Inhibition of human sperm motility by inhibitors of choline acetyltransferase.

Human spermatozoa contain choline acetyltransferase (ChA), acetylcholinesterase and acetylcholine (ACh). There is no storage pool for ACh in spermatozoa. Therefore, ChA inhibitors should exhibit dramatic effects in the alteration of levels and turnover of ACh and sperm motility. The effects of two groups of ChA inhibitors, 2-benzoylethyltrimethylammonium (BETA) and related compounds and halogenoacetylcholines (cholinesters of iodo-, bromo- and chloroacetic acids; XACh, where X = l, Br or Cl), on the motility index of human ejaculated sperm were studied.

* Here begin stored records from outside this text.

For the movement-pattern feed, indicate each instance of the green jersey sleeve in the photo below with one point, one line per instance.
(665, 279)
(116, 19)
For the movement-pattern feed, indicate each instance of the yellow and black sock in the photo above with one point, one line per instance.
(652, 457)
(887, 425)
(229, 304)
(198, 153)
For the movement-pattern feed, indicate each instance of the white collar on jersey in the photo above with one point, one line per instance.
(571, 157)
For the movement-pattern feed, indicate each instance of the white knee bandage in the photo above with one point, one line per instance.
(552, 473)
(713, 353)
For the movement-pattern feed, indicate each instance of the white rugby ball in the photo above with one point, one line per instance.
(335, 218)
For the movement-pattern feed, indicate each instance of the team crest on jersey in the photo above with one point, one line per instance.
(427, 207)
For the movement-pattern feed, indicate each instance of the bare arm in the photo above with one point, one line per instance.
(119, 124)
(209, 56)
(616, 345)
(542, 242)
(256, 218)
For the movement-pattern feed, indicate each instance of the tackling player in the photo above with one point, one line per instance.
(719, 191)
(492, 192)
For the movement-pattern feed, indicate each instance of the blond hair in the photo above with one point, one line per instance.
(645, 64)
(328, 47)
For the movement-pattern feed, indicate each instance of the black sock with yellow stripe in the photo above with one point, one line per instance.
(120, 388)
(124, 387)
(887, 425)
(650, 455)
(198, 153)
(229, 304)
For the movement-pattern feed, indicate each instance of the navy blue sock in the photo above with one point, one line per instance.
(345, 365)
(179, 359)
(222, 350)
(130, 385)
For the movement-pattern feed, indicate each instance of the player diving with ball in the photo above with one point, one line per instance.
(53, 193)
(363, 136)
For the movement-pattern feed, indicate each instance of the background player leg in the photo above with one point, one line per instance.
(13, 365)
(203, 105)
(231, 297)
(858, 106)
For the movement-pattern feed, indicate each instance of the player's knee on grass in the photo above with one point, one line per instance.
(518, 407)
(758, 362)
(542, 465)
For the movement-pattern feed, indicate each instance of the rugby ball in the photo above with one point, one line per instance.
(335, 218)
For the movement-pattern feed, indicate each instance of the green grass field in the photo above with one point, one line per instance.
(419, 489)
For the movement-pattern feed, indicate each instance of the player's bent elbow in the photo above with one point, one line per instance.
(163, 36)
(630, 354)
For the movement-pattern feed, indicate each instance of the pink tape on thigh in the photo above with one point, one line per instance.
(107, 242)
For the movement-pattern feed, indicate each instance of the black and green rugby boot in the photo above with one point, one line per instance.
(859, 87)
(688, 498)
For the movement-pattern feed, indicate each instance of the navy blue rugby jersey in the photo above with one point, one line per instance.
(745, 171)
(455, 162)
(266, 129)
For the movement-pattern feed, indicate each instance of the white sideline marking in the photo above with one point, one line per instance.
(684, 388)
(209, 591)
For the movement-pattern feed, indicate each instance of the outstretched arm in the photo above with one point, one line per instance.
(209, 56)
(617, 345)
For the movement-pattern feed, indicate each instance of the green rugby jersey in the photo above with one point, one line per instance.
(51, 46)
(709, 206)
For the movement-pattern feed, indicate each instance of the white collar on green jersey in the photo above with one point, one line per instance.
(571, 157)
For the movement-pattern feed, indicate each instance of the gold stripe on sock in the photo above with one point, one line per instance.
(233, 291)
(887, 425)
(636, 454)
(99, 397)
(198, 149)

These investigations gave the following results: 1) BETA was a potent inhibitor of ChA from monkey brain (I50, 4.8 x 10(-6) M), homogenates of rat spermatozoa (I50, 6.5 x 10(-5) M) and homogenates of human spermatozoa (I50, 5.6 x 10(-5) M). It decreased the motility index of human spermatozoa (I50, 8.5 x 10(-8) M) at concentrations higher than 10(-8) M after a contact time of 5 to 60 min. It decreased the motility index of human spermatozoa by about 80% after 5 min and by 95% after 1 hr at a concentration of 10(-6) M. 2) There was a positive relationship between the inhibition of ChA and the depression of the motility index of human spermatozoa among these inhibitors. Both the number of motile cells and the graded motility were decreased. 3) All ChA inhibitors studied are quaternary ammonium compounds that do not significantly cross membrane barriers. 4) Both human sperm cells and human sperm cell homogenates had the same ChA activity. 5) Seventy-five percent of ChA activity could be washed away from human spermatozoa. 6) The same amount of ChA inhibition was observed when BETA was added to the homogenate of sperm cells or whole sperm cells. All of these observations indicate that sperm cell ChA is accessible to BETA and related quaternary ammonium compounds. These studies indicate that ACh is possibly synthesized by the tail and is a local hormone in the coordination of contraction and relaxation cycles of spermatozoan flagella.